Quem será essa gente que fala... sim francês! A língua que pode desmunhecar sem ser parecer que é gay! Logo reconheci “é ela! Simone de Beauvoir!“ Há pouco tinha lido Segundo Sexo (antes de casar). “ É horrível assistir à agonia de uma esperança” ela garantia, sentada com sua vara de pescar. Mais ao lado, seu marido, sim, Sartre, flertava uma mocinha inocente “mas já que o mundo vai acabar” ele dizia “que Baco seja enaltecido” elucubrava, também coma vara na mão. Todos pescavam. Na cena sim, em algum lugar do Sena. Começou o lero-lero “na Grécia antiga quando as colheitas escasseavam o povo se reunia para um suntuoso jantar. Juntavam as panelas, como mamãe dizia,todo resto que havia sobrado e toda comida e todo vinho  bebiam” falava Jean-Paul “comida daqui, vinhada free, conversa de lá. Ninguém é de ninguém, e adoravam ao deus Baco em grande estilo bacanal” seguiu “depois de nove meses, haviam plantado a mandioca, obtinham farta colheita e muitas crianças nasciam” a moça prestava muita atenção “’é Afrodite!’ Diziam ‘deusa da fertilidade’” o safado prendeu mesmo a atenção de todos ”’se não houvéssemos louvado Baco...’” concluiu.
daí a pouco, vejo perto do brejo escrevendo em seu Diário (de um Sedutor)o dinamarquês Soren,  com O cortado, se sentia excluído, por não obter muito amor. Viajou duas vezes na vida. As duas pra Berlim. Na primeira fugiu da noiva pois achava que não seriam felizes. Eis que a moça se casou ele se desnorteou. Queria escrever cartas, mas o maridão não deixou, Kierkegaard se engasgou com o próprio nome. Viajou de novo pra Berlim, onde para miséria do povo se fez o primeiro existencialista da história. Grande mer! Aprendeu foi O Conceito da Angústia...

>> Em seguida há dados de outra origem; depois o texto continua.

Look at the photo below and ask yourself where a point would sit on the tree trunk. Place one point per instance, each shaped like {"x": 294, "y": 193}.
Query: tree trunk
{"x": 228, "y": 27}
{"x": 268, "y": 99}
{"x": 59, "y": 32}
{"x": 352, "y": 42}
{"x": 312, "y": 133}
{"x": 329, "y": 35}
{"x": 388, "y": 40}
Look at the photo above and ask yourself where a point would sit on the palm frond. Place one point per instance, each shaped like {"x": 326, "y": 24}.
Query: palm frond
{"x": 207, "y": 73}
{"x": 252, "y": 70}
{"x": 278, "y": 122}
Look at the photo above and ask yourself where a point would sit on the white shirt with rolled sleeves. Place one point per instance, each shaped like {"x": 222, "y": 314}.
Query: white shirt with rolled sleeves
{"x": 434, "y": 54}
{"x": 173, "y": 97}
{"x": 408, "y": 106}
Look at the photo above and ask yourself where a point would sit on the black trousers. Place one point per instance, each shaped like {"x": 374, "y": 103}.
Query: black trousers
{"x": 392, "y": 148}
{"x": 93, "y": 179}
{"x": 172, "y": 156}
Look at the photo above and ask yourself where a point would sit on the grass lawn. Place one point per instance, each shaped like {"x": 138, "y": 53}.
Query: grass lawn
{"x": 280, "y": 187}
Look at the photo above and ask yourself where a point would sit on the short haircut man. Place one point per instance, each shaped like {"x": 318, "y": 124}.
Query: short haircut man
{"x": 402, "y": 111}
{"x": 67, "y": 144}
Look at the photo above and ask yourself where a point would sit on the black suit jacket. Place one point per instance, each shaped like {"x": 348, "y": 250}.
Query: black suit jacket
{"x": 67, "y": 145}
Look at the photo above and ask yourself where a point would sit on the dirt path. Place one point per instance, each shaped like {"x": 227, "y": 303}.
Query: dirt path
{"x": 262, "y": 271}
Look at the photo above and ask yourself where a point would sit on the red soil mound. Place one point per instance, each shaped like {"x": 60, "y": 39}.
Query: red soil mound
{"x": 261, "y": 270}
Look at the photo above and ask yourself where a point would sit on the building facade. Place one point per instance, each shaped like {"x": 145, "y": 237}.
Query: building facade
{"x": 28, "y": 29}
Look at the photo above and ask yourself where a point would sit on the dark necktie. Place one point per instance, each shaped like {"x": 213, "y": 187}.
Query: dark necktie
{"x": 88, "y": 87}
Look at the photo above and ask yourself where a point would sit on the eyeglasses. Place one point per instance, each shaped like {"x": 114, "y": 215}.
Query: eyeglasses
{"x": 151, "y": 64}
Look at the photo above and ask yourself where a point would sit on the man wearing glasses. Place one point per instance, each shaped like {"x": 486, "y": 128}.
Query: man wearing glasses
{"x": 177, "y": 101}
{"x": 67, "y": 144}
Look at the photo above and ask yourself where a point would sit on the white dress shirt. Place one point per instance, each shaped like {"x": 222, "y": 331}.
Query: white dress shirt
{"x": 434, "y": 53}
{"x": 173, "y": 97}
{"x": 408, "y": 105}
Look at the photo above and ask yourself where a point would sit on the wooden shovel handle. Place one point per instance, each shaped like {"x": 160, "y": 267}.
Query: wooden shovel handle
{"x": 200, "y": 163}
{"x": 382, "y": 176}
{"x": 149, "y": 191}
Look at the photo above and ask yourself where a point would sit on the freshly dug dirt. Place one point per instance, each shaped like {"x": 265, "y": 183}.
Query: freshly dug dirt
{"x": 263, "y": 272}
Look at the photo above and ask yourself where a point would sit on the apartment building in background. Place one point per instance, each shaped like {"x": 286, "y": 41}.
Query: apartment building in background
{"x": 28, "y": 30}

ah eu vi! Erguendo a gola do paletó. Camus, Camus, Camus! Esse não tinha dó. Absurdo! Quisera houvessem deixado sair a esperança quando fecharam a caixa de Pandora! Segurava bem firme na vara, suspeitosamente, irmã (ou irmão). Se Sísifu rola acima sua pedra e nunca consegue firma-la no cume da montanha. Essa também é sua sina” dizia ao operário, que de mito nada entendia. Canalha, salafrário! Fudeu com o mito grego pra massagear seu ego. Vivia de vento, com certeza, ao pobre não dava alento.  "Só um dia o ‘porquê’ se levanta e tudo recomeça nessa lassidão tingida de espanto. No extremo desse despertar vem, com o tempo, a consequência - o suicídio ou o restabelecimento. Porque tudo começa pela consciência e nada vale a não ser por ela." O que ele quis dizer com isso?  Camus, Camus. Dizem que comi, mas acho mesmo é que gostava de dar a bunda. Fiquei muito irritado com aquilo e chamei o gajo na porrada. Eis que argelino safado virou uma bichana loca. “Não, não! O topetinho não...” alça de boquete. No fim das contas ninguém

pescava nada.




A imoralidade dos fatos é que “sem esperança não se tem muita paciência.” E assim a cada meio minuto um deles era mandado pro deserto e um Mané qualquer era teletransportado.